UTF-8: A character encoding that maps code points of Unicode character
set to a sequence of 1 byte (8 bits). UTF-8 stands for Unicode Transformation Format - 8-bit.
Here is my understanding of the UTF-8 specification.
When UTF-8 encoding is used to encode (serialize) Unicode characters into a byte stream for communication or storage,
the following logic should be used:
If a code point is the U+0000...U+007F range, it can be viewed as a 7-bit integer, 0bxxxxxxx. Map the code point into
1 byte with the first high order bit set to 0 as: B1 = 0b0xxxxxx.

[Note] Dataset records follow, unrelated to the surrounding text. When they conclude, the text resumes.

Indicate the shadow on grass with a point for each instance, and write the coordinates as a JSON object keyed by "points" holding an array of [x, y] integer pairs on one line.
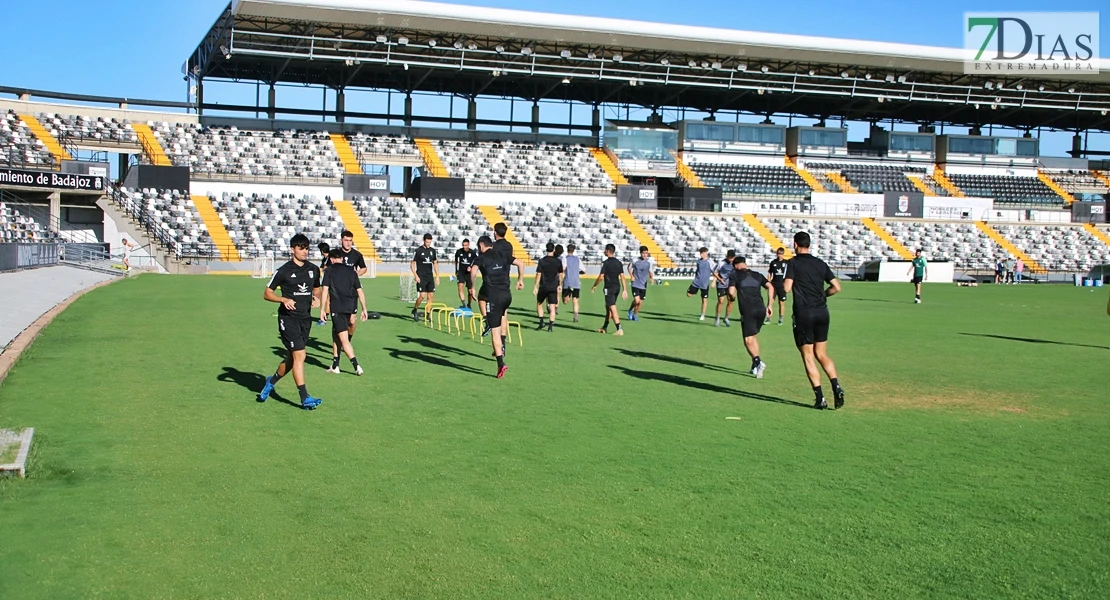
{"points": [[434, 359], [1036, 341], [253, 382], [677, 360], [685, 382]]}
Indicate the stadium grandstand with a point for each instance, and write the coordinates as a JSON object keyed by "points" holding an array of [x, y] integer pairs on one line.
{"points": [[759, 145]]}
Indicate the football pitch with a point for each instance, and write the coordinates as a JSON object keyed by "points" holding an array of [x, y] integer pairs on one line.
{"points": [[970, 460]]}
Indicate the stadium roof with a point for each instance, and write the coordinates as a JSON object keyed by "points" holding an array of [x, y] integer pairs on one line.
{"points": [[411, 46]]}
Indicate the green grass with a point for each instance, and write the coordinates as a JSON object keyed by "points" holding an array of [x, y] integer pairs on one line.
{"points": [[964, 466]]}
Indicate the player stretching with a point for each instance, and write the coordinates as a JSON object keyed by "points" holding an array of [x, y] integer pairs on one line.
{"points": [[300, 293], [746, 286], [703, 273], [720, 275], [548, 282], [572, 278], [806, 276], [464, 260], [641, 273], [777, 273], [920, 271], [425, 267], [613, 274]]}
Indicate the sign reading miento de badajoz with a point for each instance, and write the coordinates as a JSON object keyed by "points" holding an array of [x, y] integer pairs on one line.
{"points": [[51, 180], [1031, 43]]}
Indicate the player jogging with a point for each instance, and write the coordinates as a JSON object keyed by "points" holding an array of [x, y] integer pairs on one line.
{"points": [[722, 274], [613, 275], [548, 282], [641, 273], [703, 272], [747, 286], [342, 290], [806, 276], [777, 274], [425, 267], [920, 271], [572, 278], [300, 292], [464, 260]]}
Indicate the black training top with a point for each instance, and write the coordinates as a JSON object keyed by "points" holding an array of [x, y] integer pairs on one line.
{"points": [[353, 258], [424, 257], [809, 274], [343, 287], [464, 258], [550, 268], [296, 283], [612, 268], [777, 271]]}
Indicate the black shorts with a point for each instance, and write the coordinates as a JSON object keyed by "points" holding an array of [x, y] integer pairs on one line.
{"points": [[752, 321], [496, 304], [692, 290], [779, 291], [810, 327], [294, 332]]}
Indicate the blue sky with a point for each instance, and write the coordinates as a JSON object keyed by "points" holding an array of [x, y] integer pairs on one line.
{"points": [[135, 48]]}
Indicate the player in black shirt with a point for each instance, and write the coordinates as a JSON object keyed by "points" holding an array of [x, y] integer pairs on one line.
{"points": [[777, 274], [806, 276], [425, 267], [746, 287], [464, 260], [548, 282], [613, 275], [342, 290], [300, 292]]}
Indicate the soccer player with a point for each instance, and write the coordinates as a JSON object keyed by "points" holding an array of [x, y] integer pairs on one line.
{"points": [[920, 271], [703, 273], [806, 276], [425, 267], [572, 278], [641, 273], [342, 288], [613, 275], [720, 275], [777, 273], [548, 282], [300, 292], [464, 260], [747, 286]]}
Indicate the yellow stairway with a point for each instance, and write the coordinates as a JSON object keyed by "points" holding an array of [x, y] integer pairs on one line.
{"points": [[1068, 199], [217, 231], [150, 145], [351, 165], [1008, 246], [432, 162], [844, 184], [938, 175], [645, 239], [494, 216], [916, 180], [353, 223], [46, 138], [686, 173], [768, 235], [809, 179], [608, 166], [885, 235]]}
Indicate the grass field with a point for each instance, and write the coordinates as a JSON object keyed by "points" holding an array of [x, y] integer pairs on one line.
{"points": [[970, 461]]}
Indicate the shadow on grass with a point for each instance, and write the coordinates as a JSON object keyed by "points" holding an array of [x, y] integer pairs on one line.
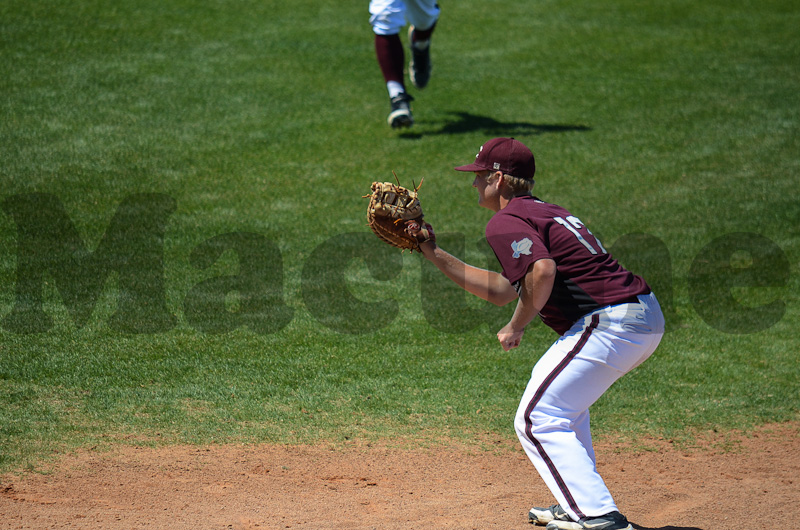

If a code point is the U+0080...U+07FF range, it can be viewed as a 11-bit integer, 0byyyyyxxxxxx.
Map the code point into 2 bytes with first 5 bits stored in the first byte and last 6 bits in the second byte:
as: B1 = 0b110yyyyy, B2 = 0b10xxxxxx.
If a code point is the U+0800...U+FFFF range, it can be viewed as a 16-bit integer, 0bzzzzyyyyyyxxxxxx.
Map the code point into 3 bytes with first 4 bits stored in the first byte, next 6 bits in the second byte,
and last 6 bits in the third byte:
as: B1 = 0b1110zzzz, B2 = 0b10yyyyyy, B3 = 0b10xxxxxx.
If a code point is the U+10000...U+10FFFF range, it can be viewed as a 21-bit integer, 0bvvvzzzzzzyyyyyyxxxxxx.
Map the code point into 4 bytes with first 3 bits stored in the first byte, next 6 bits in the second byte,
another 6 bits in the third byte, and last 6 bits in the fourth byte:
as: B1 = 0b11110xxx, B2 = 0b10zzzzzz, B3 = 0b10yyyyyy, B4 = 0b10xxxxxx.
The above logic can also be summarized in a table like this:
Binary Format and Split Bytes
Code Point Range Byte 1 Byte 2 Byte 3 Byte 4
U+000000...U+00007F 0bxxxxxxx
0b0xxxxxxx
U+000080...U+0007FF 0byyyyyxxxxxx
0b110yyyyy, 0b10xxxxxx
U+000800...U+00FFFF 0bzzzzyyyyyyxxxxxx
0b1110zzzz, 0b10yyyyyy, 0b10xxxxxx
U+010000...U+10FFFF 0bvvvzzzzzzyyyyyyxxxxxx
0b11110vvv, 0b10zzzzzz, 0b10yyyyyy, 0b10xxxxxx
For example, these 3 Unicode characters, U+004D, U+0061 and U+10000 will be
converted into 0x4D61F0908080 when UTF-8 is used.